Giant planets near massive stars

The TESS mission found giant planets near two distant large stars. The masses of the open worlds are three times the mass of Jupiter. The temperature on their surface is higher than on Venus. 

TESS found giant planets

TESS telescope found two giant planets

An international team of scientists has announced the discovery of two new large exoplanets. They found them using the NASA Transiting Exoplanet Survey Satellite, better known as TESS. 

This device constantly monitors 200 thousand of the brightest stars in the sky and waits for one of them to darken and this will mean that some body has passed by them. It does not track as many luminaries as large telescopes, but it does it very regularly.

Thanks to this, TESS has discovered 5,700 candidates for exoplanets, the existence of 227 of which has already been confirmed. The two new objects are massive gas giants, named TOI-5152b and TOI-5153b.

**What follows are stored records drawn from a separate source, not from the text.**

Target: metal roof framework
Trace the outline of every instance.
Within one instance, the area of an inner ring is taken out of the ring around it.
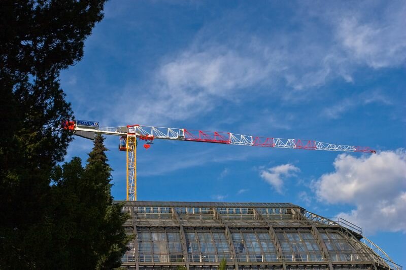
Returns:
[[[362,229],[291,203],[117,201],[128,269],[402,270]]]

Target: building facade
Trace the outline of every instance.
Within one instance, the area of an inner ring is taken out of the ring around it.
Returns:
[[[362,230],[290,203],[125,202],[128,269],[401,270]]]

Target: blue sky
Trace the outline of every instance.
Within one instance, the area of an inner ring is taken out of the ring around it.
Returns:
[[[157,140],[140,200],[291,202],[406,265],[404,1],[110,1],[61,76],[78,119],[368,146],[375,155]],[[108,137],[112,192],[125,157]],[[84,160],[77,138],[66,160]],[[403,255],[403,256],[402,256]]]

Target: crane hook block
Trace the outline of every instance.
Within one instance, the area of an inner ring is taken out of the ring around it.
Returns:
[[[151,144],[148,144],[146,143],[144,145],[144,148],[145,148],[145,149],[148,149],[150,147],[151,147]]]

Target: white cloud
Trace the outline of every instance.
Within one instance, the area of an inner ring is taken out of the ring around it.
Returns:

What the new planets look like

TOI-5152 b is a gas giant with a radius 7 percent larger than Jupiter, but three times its mass. It orbits its star in 54 days at a distance of 0.31 AU. Star belongs to the G1 class. It is about twice the size of the Sun. Therefore, the temperature on the planet reaches 688 K. The system is located 1200 light-years away from us.

TOI-5153 b has a mass 3.26 times that of Jupiter, but its radius is only 6 percent larger. The planet is heated to 906 K because it orbits its star at a distance of only 0.16 AU from the star. The luminary belongs to the F8 class. It is about 40% larger than the Sun. The distance to the system is 1270 light-years. 

Both planets are typical “hot Jupiters”. But they revolve around fairly bright stars. Therefore, they are very convenient objects for studying atmospheres. Scientists suspect that they are rich in metals.